Ныне днем, зайдя в кофейню, Дюпле услышал разговор. У стойки какой-то старичок рассказывал хозяину, что в день празднования Верховного Существа по площади, где ежедневно производились казни, должна была проехать запряженная разукрашенными волами аллегорическая колесница Искусств и Ремесел. Но волы, почуяв запах крови, от ужаса выпятили глаза на гильотину, судорожно откинулись назад и вросли в землю ногами. На глазах у оцепеневшей многотысячной толпы колесницу пришлось повернуть и повезти другой дорогой. Об этом происшествии много говорили в Париже, хотя едва ли оно не было вымышлено. Посредине рассказа хозяин круто прервал старичка и что-то тихо ему сказал, чуть заметно показывая глазами в сторону Дюпле. Старичок сразу замолк, побледнел и посмотрел на человека, у которого живет Робеспьер, тем же выпученным, исполненным ужаса взглядом вола, почуявшего запах крови.

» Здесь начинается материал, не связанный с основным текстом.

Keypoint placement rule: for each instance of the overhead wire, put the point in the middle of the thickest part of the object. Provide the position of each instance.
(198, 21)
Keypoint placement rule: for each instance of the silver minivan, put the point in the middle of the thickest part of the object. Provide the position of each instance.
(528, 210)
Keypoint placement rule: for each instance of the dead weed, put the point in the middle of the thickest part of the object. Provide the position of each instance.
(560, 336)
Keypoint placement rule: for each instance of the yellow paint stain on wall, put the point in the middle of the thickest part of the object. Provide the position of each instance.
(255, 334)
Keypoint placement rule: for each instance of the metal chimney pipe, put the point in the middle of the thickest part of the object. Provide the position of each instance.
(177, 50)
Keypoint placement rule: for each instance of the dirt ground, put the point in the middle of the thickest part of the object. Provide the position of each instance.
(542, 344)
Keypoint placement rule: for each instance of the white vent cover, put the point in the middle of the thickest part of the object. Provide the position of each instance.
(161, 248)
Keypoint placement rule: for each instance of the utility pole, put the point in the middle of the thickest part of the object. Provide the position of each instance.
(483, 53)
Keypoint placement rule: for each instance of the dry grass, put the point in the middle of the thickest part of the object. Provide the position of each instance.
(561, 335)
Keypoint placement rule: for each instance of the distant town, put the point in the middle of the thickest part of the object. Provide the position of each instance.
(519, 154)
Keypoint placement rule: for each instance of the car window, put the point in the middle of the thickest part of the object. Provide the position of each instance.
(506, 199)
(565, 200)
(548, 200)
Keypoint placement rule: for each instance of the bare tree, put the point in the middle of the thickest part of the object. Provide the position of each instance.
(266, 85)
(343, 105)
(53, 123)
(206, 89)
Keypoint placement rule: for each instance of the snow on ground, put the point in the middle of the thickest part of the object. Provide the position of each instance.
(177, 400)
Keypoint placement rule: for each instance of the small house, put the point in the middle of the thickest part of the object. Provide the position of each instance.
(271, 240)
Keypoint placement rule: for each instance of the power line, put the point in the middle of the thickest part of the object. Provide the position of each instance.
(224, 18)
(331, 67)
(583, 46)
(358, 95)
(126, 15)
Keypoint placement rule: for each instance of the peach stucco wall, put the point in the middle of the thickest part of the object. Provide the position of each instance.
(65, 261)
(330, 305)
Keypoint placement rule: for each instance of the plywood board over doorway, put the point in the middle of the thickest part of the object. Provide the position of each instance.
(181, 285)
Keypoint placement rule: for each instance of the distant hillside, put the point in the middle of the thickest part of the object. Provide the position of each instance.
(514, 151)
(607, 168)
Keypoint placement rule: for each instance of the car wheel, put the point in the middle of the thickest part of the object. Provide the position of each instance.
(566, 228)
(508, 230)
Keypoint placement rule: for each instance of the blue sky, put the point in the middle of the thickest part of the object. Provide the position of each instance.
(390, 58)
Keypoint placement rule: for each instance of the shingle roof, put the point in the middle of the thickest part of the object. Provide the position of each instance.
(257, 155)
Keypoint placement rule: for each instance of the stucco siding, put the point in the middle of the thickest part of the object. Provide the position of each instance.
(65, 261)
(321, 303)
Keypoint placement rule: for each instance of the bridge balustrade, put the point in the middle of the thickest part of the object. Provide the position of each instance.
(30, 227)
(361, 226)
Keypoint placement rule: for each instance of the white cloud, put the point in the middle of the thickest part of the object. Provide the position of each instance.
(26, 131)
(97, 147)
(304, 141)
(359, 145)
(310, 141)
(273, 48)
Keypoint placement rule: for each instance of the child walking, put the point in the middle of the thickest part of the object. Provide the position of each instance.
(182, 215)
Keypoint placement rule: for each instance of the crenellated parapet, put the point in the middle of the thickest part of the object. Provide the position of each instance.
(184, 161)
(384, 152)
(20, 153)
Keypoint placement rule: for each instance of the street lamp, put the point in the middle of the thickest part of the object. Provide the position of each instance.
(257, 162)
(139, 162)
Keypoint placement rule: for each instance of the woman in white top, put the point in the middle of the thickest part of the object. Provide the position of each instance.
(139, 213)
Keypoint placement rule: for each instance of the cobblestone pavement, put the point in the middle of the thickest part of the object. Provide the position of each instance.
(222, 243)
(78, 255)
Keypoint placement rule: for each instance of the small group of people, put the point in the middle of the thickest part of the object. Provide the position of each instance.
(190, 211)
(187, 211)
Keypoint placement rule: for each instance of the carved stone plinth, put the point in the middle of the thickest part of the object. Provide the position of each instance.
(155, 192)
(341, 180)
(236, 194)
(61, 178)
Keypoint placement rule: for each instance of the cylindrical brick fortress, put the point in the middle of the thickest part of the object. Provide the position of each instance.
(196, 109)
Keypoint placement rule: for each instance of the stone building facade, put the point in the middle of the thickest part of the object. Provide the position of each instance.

Дюпле и сам хорошо знал, какие дела ежедневно творятся во Франции по воле или с попустительства праведного, кроткого человека, живущего у него в доме. Столяр был присяжным Революционного Трибунала и видел своими глазами, как на казнь сотнями отправляются люди без всякой вины, часто женщины, дети и старики. Всем сердцем преданный республиканским идеям, он все чаще с душевной болью думал, что в худшие времена старого строя, при мосье де Мопу, не творилось такого насилия, зверства и злоупотребления, как теперь; стоило ли брать приступом Бастилию для того, чтобы вместо нее учредить 41 революционную тюрьму? Дюпле под всяческими предлогами уклонялся от исполнения своих обязанностей присяжного, а когда являлся в суд, неизменно подавал голос за оправдание — и давно бы сам погиб, если б Фукье-Тенвиллю не было известно, что этот странный присяжный — ближайший друг Неподкупного. Однажды Робеспьер за обедом намекнул, что до него дошли слухи о крайней снисходительности Дюпле, противной долгу гражданина.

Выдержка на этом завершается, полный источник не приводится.